Taj Mahal, loose and casual in informal recording sessions with peers
Taj performs with guest artists: John Dee Holeman, Cool John Ferguson, Cootie Stark and Algia Mae Hinton
The blues live on because the blues give people life, not the other way around. Talk about the blues with Grammy winning singer-songwriter and composer Taj Mahal, or Tim Duffy, founder of the Music Maker Relief Foundation, and you'll quickly understand how deeply they grasp this. So it's no surprise that their shared love of blues has created a special vinyl-only album release that's got the loose, easy feel of a porch-sitting guitar strum, sipping sweet tea on a warm summer day.
It is, as Taj himself exclaimed upon receiving his copy of this exquisite album - a "great package, mind-blowing sound!!"

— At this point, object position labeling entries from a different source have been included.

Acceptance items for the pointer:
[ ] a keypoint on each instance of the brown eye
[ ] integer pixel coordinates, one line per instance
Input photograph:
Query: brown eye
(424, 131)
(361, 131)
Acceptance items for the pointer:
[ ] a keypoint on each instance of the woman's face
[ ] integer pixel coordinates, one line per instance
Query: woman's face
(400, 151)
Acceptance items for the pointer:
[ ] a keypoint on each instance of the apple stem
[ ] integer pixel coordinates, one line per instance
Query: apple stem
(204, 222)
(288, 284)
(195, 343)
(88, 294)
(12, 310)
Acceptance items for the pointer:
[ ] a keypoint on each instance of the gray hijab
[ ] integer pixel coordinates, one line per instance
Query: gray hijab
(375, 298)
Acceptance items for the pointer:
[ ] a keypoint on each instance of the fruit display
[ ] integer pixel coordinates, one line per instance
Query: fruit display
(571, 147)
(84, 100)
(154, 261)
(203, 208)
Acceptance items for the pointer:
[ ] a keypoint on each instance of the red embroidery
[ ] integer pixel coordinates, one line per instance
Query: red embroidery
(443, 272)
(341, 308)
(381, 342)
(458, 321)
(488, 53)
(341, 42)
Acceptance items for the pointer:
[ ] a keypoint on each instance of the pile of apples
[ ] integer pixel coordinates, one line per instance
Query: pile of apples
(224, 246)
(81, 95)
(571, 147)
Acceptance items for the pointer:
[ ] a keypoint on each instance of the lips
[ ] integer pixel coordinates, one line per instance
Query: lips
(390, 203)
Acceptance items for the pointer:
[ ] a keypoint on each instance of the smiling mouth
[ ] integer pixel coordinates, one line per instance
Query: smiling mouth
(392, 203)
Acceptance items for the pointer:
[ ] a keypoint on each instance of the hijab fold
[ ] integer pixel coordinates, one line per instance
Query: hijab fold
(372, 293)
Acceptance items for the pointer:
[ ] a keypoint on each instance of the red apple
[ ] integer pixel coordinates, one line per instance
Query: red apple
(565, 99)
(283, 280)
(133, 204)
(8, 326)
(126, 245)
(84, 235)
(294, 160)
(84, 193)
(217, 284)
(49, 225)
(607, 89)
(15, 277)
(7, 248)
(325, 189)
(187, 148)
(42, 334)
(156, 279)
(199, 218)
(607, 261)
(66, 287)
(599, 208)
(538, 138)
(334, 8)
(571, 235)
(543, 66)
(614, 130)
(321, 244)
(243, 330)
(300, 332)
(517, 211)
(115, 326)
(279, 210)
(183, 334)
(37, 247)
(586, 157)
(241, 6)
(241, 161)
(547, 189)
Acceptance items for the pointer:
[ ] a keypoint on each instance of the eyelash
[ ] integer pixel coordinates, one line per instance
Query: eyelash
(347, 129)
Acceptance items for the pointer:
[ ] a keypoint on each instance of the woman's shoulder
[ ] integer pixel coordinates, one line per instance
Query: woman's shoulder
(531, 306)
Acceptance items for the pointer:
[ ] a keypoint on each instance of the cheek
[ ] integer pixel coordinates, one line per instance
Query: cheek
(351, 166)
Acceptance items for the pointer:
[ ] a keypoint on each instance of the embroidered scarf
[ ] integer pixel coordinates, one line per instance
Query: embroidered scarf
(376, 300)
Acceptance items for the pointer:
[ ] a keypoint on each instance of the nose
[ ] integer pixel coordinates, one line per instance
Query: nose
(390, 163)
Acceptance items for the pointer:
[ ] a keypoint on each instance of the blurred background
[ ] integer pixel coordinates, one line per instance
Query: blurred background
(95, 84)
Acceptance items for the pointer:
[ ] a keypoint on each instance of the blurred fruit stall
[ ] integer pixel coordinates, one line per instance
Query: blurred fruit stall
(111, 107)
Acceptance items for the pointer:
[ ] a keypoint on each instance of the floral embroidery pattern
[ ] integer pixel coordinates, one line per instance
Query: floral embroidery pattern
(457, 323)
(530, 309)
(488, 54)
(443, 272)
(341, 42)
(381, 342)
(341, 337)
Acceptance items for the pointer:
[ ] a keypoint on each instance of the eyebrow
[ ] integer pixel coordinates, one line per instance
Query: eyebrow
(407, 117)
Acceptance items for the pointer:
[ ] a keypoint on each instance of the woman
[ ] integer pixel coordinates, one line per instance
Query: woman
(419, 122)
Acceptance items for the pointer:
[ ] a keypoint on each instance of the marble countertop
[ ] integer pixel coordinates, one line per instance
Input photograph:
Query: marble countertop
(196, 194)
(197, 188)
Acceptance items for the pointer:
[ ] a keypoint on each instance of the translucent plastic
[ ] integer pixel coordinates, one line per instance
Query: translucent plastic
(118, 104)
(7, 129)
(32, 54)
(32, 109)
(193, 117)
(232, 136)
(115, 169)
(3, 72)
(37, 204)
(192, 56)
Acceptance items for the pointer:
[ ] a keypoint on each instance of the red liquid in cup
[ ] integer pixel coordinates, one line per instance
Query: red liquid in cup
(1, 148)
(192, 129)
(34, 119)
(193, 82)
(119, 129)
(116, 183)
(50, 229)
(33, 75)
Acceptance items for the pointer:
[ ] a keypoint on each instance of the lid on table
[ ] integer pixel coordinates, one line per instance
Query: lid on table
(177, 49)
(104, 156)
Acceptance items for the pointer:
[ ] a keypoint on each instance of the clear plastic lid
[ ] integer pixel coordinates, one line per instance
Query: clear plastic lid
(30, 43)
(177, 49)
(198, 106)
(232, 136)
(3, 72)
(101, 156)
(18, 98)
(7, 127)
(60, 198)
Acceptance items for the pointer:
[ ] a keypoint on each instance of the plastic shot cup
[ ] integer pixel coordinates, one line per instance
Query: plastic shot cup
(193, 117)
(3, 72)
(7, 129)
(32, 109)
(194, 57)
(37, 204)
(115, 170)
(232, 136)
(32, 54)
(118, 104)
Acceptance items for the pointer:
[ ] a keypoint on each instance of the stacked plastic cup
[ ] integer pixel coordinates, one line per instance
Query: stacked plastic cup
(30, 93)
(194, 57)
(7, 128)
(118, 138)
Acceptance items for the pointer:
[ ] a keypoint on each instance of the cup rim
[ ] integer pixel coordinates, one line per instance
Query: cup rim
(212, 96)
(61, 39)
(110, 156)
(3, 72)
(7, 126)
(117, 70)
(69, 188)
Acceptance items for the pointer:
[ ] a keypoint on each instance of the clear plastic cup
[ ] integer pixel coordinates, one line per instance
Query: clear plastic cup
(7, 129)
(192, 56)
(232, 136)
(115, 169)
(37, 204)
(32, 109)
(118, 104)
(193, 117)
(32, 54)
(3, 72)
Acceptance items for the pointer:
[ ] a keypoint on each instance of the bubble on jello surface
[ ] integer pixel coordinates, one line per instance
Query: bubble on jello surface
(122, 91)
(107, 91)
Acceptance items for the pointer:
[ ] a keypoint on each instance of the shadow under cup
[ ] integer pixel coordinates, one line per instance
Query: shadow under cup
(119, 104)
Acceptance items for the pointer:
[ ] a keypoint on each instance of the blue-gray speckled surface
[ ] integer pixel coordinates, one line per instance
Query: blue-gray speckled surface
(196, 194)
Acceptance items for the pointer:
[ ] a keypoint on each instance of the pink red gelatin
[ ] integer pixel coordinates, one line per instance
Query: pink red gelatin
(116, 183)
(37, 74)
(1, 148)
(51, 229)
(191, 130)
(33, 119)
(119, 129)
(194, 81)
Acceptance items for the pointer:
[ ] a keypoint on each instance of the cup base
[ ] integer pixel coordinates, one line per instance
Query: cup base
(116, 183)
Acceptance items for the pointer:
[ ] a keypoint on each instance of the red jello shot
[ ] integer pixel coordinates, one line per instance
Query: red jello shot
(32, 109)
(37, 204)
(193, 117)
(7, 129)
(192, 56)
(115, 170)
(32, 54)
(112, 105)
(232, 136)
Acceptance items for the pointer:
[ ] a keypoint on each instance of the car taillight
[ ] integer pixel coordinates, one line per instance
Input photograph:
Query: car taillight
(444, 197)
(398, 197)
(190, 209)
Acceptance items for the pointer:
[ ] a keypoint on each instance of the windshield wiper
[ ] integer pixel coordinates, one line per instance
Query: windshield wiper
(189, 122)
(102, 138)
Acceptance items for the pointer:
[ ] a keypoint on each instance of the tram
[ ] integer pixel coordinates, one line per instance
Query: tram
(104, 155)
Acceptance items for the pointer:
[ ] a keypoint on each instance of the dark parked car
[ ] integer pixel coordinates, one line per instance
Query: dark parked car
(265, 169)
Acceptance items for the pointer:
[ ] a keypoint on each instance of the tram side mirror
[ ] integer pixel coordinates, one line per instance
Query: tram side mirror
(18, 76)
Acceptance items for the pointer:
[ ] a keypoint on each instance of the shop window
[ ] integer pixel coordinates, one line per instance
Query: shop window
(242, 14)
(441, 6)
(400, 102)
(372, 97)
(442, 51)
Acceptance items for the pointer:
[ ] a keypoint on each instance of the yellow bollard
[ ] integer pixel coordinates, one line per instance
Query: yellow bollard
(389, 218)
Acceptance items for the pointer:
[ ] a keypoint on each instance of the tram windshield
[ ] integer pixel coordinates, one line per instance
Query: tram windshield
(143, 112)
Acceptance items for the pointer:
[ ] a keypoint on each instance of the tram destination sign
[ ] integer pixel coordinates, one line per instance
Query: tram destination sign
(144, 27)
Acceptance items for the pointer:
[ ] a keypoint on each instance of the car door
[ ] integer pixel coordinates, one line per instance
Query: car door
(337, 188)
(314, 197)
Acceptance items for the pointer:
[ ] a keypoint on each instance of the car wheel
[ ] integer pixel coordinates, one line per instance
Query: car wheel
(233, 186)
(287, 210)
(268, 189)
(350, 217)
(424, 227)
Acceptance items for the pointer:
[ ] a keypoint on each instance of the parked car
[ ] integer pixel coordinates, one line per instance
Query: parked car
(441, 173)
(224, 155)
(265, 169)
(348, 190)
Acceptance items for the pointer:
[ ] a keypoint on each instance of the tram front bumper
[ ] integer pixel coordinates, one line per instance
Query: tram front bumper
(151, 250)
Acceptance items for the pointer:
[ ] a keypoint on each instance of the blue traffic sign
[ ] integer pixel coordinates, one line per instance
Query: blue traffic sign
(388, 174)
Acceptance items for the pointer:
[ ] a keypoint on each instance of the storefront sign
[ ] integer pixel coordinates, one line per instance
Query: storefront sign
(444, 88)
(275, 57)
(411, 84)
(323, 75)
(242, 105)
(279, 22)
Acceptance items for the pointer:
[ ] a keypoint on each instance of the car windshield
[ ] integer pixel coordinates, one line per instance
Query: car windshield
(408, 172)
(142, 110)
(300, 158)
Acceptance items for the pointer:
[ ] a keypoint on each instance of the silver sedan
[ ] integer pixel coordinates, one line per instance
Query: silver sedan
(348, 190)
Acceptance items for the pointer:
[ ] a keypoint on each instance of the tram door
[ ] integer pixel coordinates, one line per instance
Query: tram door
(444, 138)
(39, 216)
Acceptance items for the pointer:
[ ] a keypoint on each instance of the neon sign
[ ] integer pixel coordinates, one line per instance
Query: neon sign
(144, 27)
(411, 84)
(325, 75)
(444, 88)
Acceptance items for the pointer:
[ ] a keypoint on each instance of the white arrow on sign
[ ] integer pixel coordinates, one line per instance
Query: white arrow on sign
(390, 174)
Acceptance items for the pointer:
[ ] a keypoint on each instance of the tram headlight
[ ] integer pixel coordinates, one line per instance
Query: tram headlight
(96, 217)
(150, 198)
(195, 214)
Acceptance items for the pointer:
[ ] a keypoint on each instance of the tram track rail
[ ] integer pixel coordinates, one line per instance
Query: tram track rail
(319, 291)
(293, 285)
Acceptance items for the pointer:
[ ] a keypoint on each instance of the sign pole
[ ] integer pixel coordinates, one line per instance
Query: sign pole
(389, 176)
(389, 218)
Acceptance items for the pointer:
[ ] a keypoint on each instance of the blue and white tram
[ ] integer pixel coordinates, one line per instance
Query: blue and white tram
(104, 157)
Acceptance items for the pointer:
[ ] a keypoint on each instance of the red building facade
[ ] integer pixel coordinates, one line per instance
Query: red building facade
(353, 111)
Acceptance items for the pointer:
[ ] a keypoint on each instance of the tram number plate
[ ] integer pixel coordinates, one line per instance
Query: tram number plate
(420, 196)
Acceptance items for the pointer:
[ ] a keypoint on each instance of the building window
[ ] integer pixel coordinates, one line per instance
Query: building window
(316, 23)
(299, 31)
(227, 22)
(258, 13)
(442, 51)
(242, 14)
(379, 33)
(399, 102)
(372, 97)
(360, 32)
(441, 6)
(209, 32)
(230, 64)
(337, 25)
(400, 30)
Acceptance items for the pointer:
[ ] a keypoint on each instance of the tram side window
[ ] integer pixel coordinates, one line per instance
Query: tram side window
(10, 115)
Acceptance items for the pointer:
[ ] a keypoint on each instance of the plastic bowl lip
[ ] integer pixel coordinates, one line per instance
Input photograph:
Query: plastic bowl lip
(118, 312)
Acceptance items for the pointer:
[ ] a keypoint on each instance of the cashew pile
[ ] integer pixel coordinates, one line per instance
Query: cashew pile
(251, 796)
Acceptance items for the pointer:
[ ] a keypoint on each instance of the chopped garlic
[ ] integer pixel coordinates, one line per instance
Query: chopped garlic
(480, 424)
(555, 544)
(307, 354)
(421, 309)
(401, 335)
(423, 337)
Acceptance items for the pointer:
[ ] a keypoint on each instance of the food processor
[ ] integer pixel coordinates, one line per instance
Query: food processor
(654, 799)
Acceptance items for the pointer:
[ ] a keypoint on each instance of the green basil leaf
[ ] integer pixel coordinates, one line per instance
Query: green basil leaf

Labor Of Love comprises recordings made by Tim Duffy, hanging out with Taj and other artists in a Houston hotel room and during visits to the Music Maker Relief Foundation headquarters in Hillsborough, North Carolina.
Taj and Tim first connected in the mid-1990s as Tim was establishing the foundation. The foundation is dedicated to preserving Southern roots music by directly supporting senior artists in need, while documenting their music and sharing their stage and recording talents with the world.
A CD collection released by the foundation featuring Music Maker artists caught Taj's attention. Tim invited Taj to his place in rural Pinnacle, N.C., where he hung out with several of the artists. Taj loved how they played and sang, but he especially loved "getting to know their lives and how they made things work."
Not much time passed before a performing tour was launched, with Taj as the headliner. Meanwhile, Tim, sensing an incredibly rich opportunity, was hauling along with the tour, high-end recording gear. He set it up in hotel rooms hoping to capture an impromptu session. One night in Houston, magic happened. A few senior bluesmen, Tim, Taj and the daughter of Katie Mae, immortalized in the Lightin' Hopkins classic "Katie Mae Blues" hung out together in a hotel room in Houston. Taj picked up an acoustic guitar and started in on classic tunes - "Stagger Lee", "Walking Blues" and more. The tape was rolling.
During the time of the tour, Taj was also visiting during hang-out, barbecue and recording sessions at Music Maker's new North Carolina headquarters in Hillsborough. When the music got going, Taj would play some piano, bass, harp, banjo, mandolin and whatever else was needed.
Now is the time for these immortalized sessions to be heard. So here they are on a solid piece of wax. And what wax it is - a full-on 180-gram vinyl Analogue Productions masterpiece plated and pressed at Quality Record Pressings, maker of the world's best-sounding LPs. Packaged in a Stoughton Printing tip-on gatefold jacket. You won't find a more intimate portrayal of Taj as a freewheeling, fun-loving, always-in-the-pocket sideman.
What we have here is magic: classic blues tunes - 'Stagger Lee,' 'My Creole Bell,' 'Mistreated Blues,' 'Zanzibar,' 'John Henry' and more - treated with such love and wit and heartache and (to use a tired term that's appropriate here) authenticity. Few field-hand recordings are drenched with this much sweat. And none of those field-hand recordings (few live or studio recordings, period) sound so vivid.
Even if you know these chestnuts like 'Creole Bell,' 'John Henry' and 'Hambone' by heart, you'll experience them here with fresh life breathed into their musical arteries. ... Among my favorites is Taj's instrumental 'Zanzibar,' but really, every track is a treasure. ... Don't be a fool and let the resolution stop you. These are probably the best sounding damn 'field recordings' you're likely ever to hear and the stripped-down music is transportive and magical.